Zuletzt hatte es im November ein Spitzengespräch zwischen der Deutschen Bischofskonferenz und dem Vatikan gegeben. Dabei ging es um das künftige Statut eines synodalen Gremiums der Kirche in Deutschland. Die sogenannte Synodalkonferenz ist eines der vorläufigen Ergebnisse des 2019 begründeten Reformvorhabens Synodaler Weg. Dabei sollen auch neue Formen einer stärkeren Teilhabe von Laien an Entscheidungen gefunden werden. Rom hatte mehrfach darauf hingewiesen, die Kirche in Deutschland sei nicht befugt, ein gemeinsames Leitungsorgan von Laien und Klerikern einzurichten.

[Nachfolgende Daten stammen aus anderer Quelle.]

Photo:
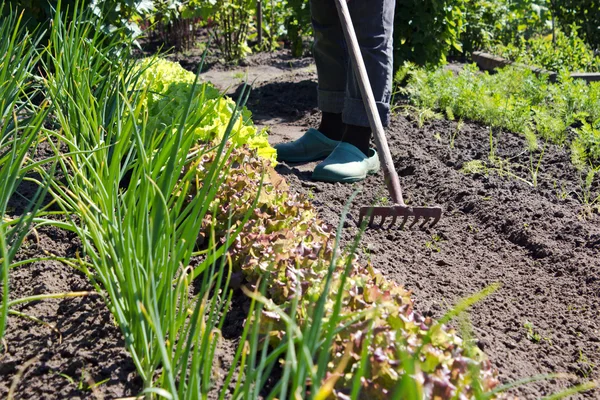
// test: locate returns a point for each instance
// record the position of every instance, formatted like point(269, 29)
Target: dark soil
point(84, 355)
point(540, 243)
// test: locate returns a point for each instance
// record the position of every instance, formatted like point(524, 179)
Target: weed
point(589, 200)
point(534, 169)
point(585, 366)
point(459, 127)
point(531, 333)
point(433, 244)
point(85, 382)
point(561, 192)
point(422, 114)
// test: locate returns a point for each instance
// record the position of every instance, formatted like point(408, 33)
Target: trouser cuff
point(354, 113)
point(332, 102)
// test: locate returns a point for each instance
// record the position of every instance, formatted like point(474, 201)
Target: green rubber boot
point(313, 145)
point(347, 164)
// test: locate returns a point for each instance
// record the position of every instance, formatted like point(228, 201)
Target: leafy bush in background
point(517, 100)
point(567, 51)
point(118, 16)
point(583, 13)
point(488, 22)
point(426, 30)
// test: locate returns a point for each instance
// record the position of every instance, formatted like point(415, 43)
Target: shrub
point(425, 31)
point(568, 51)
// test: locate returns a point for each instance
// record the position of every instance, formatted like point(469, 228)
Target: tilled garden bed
point(540, 243)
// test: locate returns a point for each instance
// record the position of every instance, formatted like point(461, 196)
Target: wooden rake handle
point(360, 71)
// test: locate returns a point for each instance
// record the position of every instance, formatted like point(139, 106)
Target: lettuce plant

«Wir waren in Deutschland vor allem davon bestimmt, gewisse Beteiligungsformate und Formen der Mitbestimmung umzusetzen», so Woelki weiter: «Dabei haben wir übersehen, dass die Kirche hierarchisch strukturiert und sakramental ist. Es ist nicht unsere Kirche, sondern Seine Kirche. Wir alle leben unter dem Haupt Christi und dem Wort Gottes.»